The project is based on already existing ships, converted to accommodate between 20 and 73 megawatts of computer power, according to Itdaily. For comparison, a modern data center like that of Penta infra in Belgium starts at only 7 megawatts. This modular approach changes the situation. The ships can be operational quickly, without waiting for many years of work. They do not occupy any strategic terrain and incorporate a cooling system drawing directly from seawater.

Mitsui and its partners are considering a system capable of connecting to the Internet either via underwater cables or by land exchange points. This mobile infrastructure could arrive near regions in tension or distant industrial zones, providing massive calculation power where it is necessary. The idea recalls the Google project initiated in 2013 in the Bay of San Francisco, where the American firm already experienced mobile platforms fueled by marshal sources.

Between flexibility and sobriety, an alternative still to the test

If the floating data centers offer new promises, they are not free from major challenges. Natural cooling by sea water or river effectively reduces energy consumption, but the ecological footprint of such a structure is not limited to this single parameter. The manufacture, the conversion of ships, their maintenance, the underwater cables and the possible relocation of such a center ask many questions, especially in terms of environmental impact.

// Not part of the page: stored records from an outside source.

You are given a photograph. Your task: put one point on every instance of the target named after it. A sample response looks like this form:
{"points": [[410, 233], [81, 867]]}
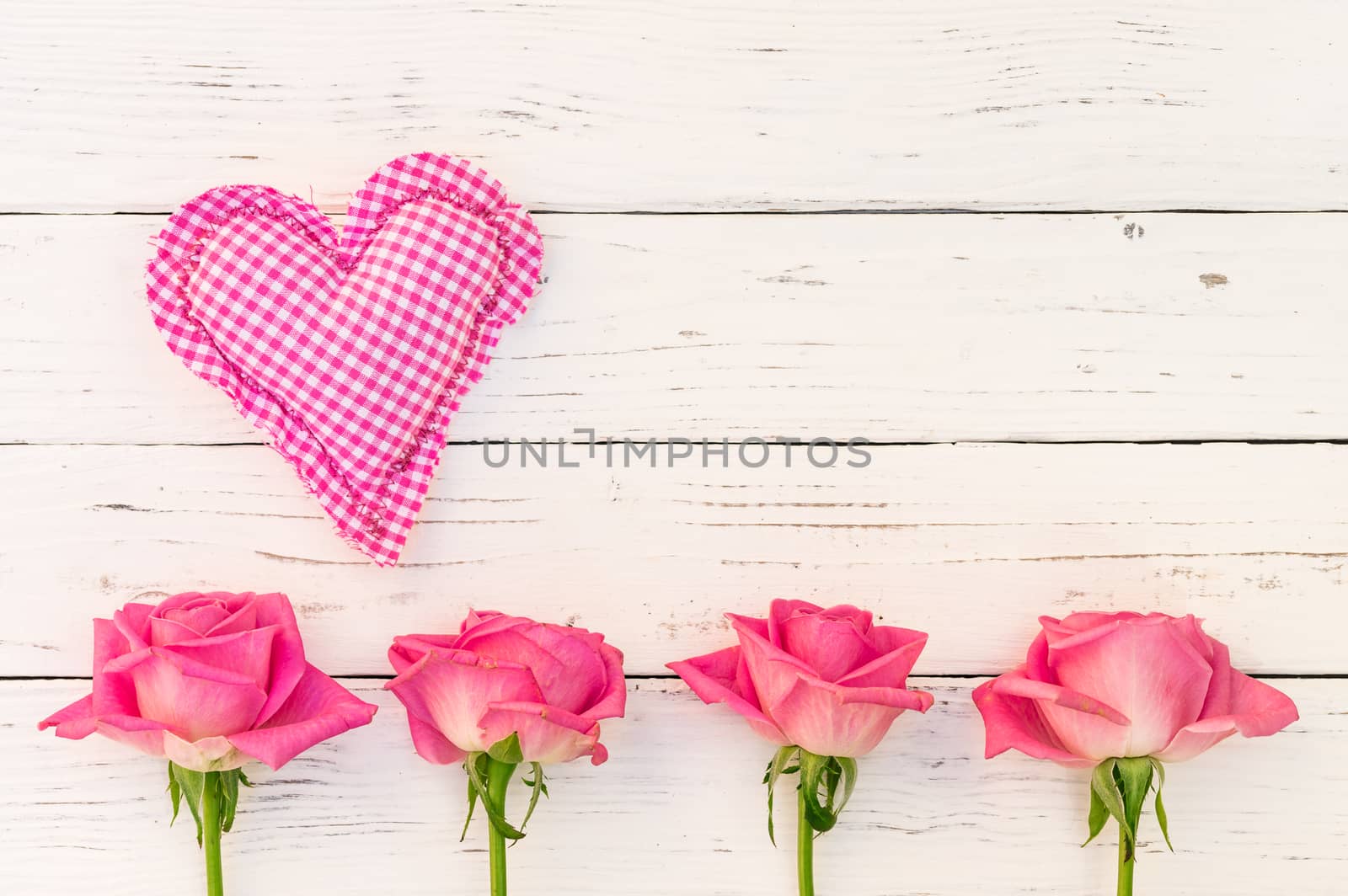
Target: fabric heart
{"points": [[350, 350]]}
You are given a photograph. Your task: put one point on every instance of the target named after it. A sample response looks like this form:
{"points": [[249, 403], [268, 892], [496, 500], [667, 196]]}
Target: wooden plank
{"points": [[758, 104], [970, 543], [893, 328], [680, 810]]}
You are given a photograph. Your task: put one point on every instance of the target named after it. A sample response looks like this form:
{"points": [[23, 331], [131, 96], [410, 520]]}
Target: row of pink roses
{"points": [[213, 680]]}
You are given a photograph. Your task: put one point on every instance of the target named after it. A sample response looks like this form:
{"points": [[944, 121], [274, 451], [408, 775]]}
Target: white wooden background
{"points": [[1115, 379]]}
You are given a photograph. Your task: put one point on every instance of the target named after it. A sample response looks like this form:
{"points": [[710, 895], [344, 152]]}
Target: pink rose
{"points": [[507, 674], [1099, 686], [824, 680], [209, 680]]}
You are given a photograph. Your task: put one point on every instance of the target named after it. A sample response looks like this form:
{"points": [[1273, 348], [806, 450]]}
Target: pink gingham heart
{"points": [[350, 350]]}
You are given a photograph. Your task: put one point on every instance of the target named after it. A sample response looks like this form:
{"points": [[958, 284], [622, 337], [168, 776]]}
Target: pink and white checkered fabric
{"points": [[350, 350]]}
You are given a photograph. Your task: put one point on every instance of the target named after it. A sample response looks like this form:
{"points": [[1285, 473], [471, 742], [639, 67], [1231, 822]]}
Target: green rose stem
{"points": [[804, 849], [1125, 868], [831, 776], [1118, 790], [498, 781], [211, 835]]}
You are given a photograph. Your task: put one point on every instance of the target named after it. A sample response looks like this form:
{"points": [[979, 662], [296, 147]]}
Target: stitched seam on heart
{"points": [[372, 511]]}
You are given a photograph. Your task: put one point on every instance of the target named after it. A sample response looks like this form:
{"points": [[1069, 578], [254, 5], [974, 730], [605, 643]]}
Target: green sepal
{"points": [[1118, 788], [192, 786], [174, 795], [472, 799], [507, 751], [1098, 817], [826, 774], [538, 786], [476, 768], [779, 765], [1161, 808], [186, 785], [1134, 776]]}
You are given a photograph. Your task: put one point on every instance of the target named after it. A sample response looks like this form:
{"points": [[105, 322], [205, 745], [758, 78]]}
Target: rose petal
{"points": [[1084, 725], [568, 670], [1014, 723], [193, 700], [1142, 667], [74, 721], [546, 733], [139, 733], [206, 755], [132, 621], [891, 669], [831, 646], [714, 680], [449, 689], [431, 745], [287, 650], [778, 612], [1250, 707], [114, 693], [243, 613], [612, 701], [816, 717], [772, 680], [247, 653], [317, 709]]}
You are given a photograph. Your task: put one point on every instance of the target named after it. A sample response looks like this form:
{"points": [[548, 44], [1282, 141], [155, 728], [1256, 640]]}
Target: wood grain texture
{"points": [[755, 104], [680, 812], [968, 543], [893, 328]]}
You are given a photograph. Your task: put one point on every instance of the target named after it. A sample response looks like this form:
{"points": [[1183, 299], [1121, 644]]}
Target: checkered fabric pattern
{"points": [[350, 350]]}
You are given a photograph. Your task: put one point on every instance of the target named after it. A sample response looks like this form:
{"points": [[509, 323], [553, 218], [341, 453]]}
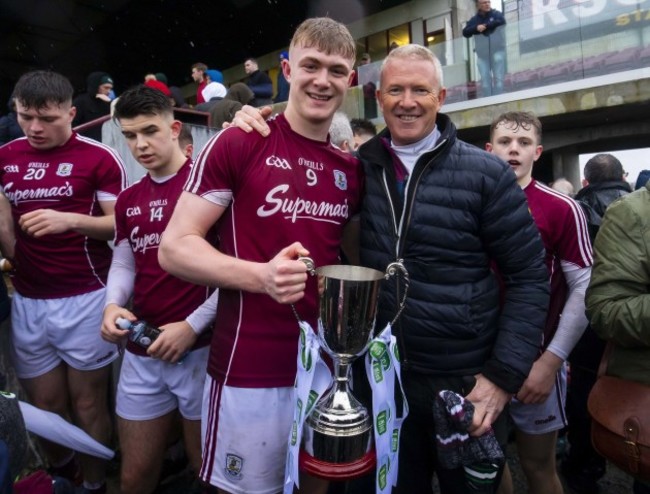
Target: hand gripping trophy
{"points": [[332, 430]]}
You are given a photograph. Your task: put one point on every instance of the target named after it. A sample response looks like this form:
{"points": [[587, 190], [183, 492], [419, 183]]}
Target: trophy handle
{"points": [[392, 269], [309, 262]]}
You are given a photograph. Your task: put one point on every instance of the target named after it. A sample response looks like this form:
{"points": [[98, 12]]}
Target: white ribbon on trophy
{"points": [[312, 380], [382, 367]]}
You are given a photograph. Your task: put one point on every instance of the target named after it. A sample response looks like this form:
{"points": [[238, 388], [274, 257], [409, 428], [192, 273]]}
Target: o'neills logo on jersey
{"points": [[37, 193], [148, 241], [299, 208], [64, 170], [278, 162], [314, 165]]}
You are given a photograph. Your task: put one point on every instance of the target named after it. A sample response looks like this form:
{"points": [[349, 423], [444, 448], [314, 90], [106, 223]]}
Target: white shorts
{"points": [[150, 388], [46, 331], [540, 418], [245, 434]]}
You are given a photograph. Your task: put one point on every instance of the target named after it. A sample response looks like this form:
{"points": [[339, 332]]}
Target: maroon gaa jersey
{"points": [[142, 213], [72, 178], [279, 189]]}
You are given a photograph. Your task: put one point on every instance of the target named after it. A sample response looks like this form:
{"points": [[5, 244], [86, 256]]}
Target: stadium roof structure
{"points": [[129, 38]]}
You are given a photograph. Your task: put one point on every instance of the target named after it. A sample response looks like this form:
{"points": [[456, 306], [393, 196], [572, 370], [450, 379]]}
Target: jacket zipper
{"points": [[405, 221]]}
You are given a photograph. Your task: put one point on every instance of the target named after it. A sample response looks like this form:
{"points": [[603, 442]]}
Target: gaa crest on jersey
{"points": [[64, 170], [234, 465], [340, 180]]}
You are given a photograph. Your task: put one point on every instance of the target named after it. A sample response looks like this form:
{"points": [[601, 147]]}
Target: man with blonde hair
{"points": [[256, 190], [451, 212]]}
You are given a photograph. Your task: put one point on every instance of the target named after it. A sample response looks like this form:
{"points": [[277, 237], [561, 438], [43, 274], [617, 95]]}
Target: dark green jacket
{"points": [[618, 297]]}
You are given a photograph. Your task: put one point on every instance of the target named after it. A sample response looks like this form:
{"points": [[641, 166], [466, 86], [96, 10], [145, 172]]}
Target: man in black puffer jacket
{"points": [[453, 213]]}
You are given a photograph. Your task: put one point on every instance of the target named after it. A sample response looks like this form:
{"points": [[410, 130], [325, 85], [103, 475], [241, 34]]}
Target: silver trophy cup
{"points": [[338, 434]]}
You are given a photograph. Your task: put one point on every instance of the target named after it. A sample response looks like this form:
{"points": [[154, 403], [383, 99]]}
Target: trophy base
{"points": [[337, 471]]}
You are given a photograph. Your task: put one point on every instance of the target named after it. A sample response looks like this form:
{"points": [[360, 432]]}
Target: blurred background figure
{"points": [[94, 103], [259, 82], [9, 128], [363, 130], [282, 84], [341, 132]]}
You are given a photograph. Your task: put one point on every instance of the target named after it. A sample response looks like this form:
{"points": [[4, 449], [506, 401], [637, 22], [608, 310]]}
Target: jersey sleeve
{"points": [[110, 176], [573, 244], [120, 220], [215, 174]]}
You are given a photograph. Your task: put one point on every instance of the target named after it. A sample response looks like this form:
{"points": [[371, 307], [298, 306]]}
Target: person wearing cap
{"points": [[213, 92], [282, 85], [94, 103], [177, 94], [198, 74]]}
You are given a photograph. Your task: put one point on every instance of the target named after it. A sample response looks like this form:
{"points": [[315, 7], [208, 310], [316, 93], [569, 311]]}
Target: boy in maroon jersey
{"points": [[275, 198], [538, 408], [151, 386], [56, 215]]}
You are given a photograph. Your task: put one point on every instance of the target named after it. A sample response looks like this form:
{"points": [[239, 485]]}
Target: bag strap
{"points": [[602, 367]]}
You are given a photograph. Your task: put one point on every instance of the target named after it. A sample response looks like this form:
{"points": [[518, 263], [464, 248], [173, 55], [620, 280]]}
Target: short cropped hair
{"points": [[523, 119], [603, 167], [326, 35], [40, 88], [415, 52], [142, 100], [185, 137]]}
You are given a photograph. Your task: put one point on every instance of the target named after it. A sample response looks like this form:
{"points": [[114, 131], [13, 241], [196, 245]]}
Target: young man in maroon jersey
{"points": [[275, 198], [56, 215], [151, 386], [538, 408]]}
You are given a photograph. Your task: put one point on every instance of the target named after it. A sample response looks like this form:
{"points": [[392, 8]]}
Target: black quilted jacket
{"points": [[463, 214]]}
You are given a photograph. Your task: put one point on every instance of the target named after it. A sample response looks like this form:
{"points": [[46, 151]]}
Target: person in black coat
{"points": [[94, 103], [9, 128]]}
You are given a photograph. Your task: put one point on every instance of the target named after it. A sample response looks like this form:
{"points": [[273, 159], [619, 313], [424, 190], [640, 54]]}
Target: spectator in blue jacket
{"points": [[490, 46]]}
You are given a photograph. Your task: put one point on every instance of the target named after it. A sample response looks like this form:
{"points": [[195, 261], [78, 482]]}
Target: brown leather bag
{"points": [[620, 429]]}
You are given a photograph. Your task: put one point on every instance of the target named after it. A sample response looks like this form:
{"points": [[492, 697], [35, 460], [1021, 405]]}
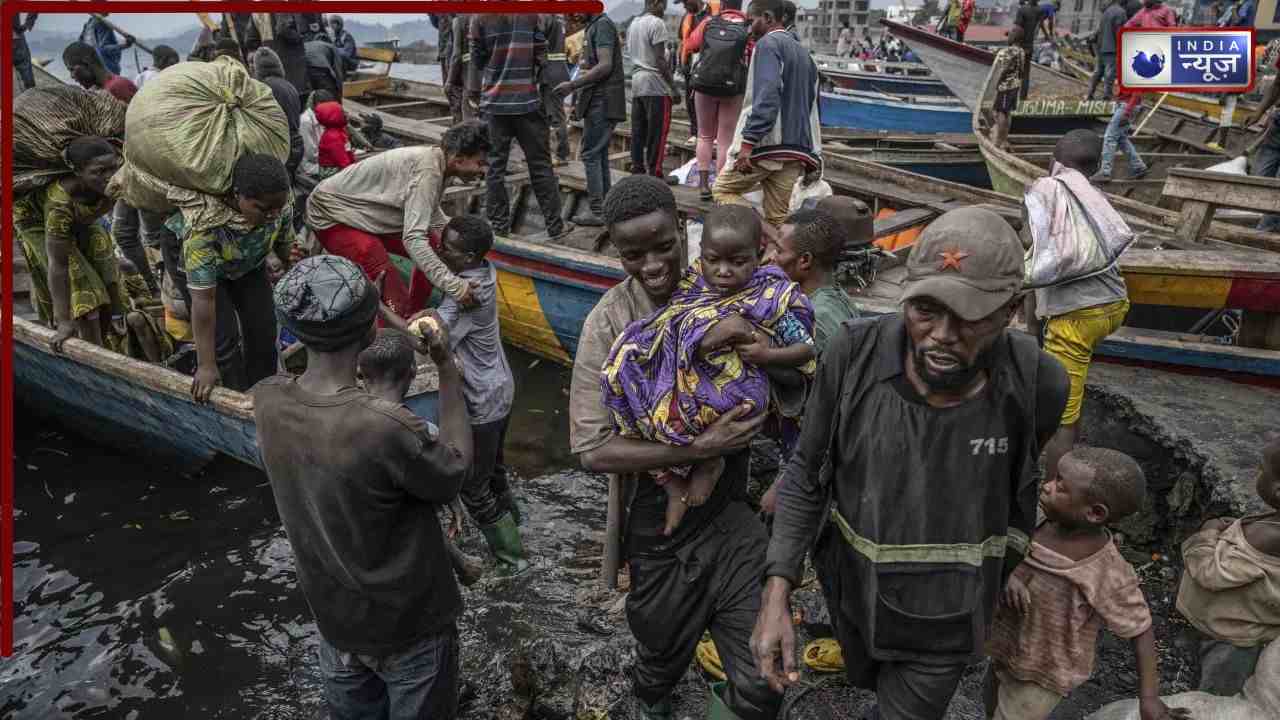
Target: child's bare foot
{"points": [[702, 481], [677, 504]]}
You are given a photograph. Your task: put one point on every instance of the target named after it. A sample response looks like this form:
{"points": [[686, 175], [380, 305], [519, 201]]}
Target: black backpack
{"points": [[721, 69]]}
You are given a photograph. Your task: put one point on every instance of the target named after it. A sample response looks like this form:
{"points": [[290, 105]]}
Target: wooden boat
{"points": [[874, 112], [547, 288], [1079, 63], [138, 405], [959, 65], [873, 76]]}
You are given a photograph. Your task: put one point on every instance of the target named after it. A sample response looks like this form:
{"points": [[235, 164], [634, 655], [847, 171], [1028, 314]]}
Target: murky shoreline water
{"points": [[140, 593]]}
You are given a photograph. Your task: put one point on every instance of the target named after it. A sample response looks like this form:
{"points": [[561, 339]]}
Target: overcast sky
{"points": [[163, 24]]}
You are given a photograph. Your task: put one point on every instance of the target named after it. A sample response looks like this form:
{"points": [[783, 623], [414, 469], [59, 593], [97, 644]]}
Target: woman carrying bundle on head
{"points": [[229, 272], [74, 278]]}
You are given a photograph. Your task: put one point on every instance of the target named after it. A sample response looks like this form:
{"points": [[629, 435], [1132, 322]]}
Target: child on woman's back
{"points": [[388, 368], [730, 328], [1230, 588]]}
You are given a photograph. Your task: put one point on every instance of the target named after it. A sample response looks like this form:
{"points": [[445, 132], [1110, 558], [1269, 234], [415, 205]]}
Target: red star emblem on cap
{"points": [[951, 259]]}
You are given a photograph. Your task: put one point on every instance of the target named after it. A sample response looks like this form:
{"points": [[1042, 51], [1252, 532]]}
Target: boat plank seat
{"points": [[1202, 192]]}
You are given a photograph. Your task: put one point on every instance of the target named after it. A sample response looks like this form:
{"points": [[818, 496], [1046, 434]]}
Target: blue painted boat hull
{"points": [[882, 114], [137, 417]]}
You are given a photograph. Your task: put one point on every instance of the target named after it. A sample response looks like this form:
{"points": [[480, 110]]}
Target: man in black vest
{"points": [[924, 429]]}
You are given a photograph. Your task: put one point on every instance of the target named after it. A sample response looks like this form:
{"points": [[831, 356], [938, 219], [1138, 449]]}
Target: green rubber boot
{"points": [[716, 707], [503, 538], [662, 710], [508, 501]]}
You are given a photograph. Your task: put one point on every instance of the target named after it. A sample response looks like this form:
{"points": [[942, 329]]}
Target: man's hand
{"points": [[1155, 709], [1016, 596], [469, 297], [728, 434], [734, 329], [65, 331], [773, 637], [204, 383], [275, 268], [438, 345]]}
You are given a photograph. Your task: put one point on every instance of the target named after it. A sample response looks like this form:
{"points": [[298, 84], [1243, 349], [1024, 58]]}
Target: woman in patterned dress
{"points": [[74, 278]]}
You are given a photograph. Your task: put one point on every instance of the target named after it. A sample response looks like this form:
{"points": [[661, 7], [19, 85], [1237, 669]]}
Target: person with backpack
{"points": [[653, 89], [718, 81], [695, 13], [777, 137]]}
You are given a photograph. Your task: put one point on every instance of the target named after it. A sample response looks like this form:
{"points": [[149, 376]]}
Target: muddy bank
{"points": [[145, 595]]}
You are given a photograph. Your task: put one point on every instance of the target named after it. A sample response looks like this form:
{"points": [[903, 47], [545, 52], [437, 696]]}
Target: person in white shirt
{"points": [[161, 57]]}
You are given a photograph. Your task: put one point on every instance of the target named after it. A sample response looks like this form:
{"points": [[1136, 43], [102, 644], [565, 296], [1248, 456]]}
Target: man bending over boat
{"points": [[778, 139], [391, 203], [357, 482], [1083, 299]]}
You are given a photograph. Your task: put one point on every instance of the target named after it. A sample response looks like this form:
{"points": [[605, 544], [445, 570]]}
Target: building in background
{"points": [[819, 27]]}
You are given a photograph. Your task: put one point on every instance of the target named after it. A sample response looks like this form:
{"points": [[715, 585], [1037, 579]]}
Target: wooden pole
{"points": [[616, 520], [122, 31], [1151, 114]]}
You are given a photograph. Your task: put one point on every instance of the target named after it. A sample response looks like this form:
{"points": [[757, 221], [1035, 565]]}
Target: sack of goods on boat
{"points": [[721, 69], [46, 119], [186, 130]]}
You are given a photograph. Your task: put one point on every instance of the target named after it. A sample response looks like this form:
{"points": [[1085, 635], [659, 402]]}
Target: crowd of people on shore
{"points": [[969, 524]]}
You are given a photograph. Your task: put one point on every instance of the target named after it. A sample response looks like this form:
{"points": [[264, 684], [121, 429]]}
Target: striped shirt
{"points": [[508, 49]]}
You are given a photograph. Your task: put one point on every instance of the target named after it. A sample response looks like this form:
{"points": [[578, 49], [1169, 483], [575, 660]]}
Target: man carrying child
{"points": [[704, 575], [1073, 582], [1082, 299], [932, 513]]}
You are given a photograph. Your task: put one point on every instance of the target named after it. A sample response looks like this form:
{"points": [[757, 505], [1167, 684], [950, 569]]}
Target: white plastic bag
{"points": [[800, 195]]}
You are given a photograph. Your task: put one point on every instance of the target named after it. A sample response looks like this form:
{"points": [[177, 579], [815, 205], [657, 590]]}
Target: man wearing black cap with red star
{"points": [[922, 434]]}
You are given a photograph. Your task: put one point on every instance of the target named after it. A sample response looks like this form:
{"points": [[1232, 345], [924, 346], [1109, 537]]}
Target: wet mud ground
{"points": [[141, 593]]}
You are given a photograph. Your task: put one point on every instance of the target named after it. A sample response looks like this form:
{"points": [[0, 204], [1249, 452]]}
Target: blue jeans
{"points": [[417, 682], [1118, 133], [1266, 164], [597, 133], [1106, 72]]}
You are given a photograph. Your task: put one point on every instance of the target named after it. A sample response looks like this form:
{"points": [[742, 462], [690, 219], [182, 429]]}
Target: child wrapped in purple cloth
{"points": [[734, 333]]}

The precedent of submerged data centers, such as Microsoft's Natick project, serves as a reference. Smoked off the Orcades in Scotland, this cylinder filled with servers had demonstrated better energy efficiency and a material failure rate lower than land centers. However, the costs and maintenance issues quickly tempered the ambitions. The simple replacement of a component requires complex operations, and the impact on marine ecosystems remains poorly evaluated in the long term.

Unlike underwater data centers, floating versions have the advantage of remaining accessible and modular. This flexibility, combined with a relative speed of deployment and the energy independence offered by naval power plants, could attract a niche market in search of adaptability. It remains to prove that such a solution can respond to the rise of AI without generating new imbalances, neither on land, nor at sea.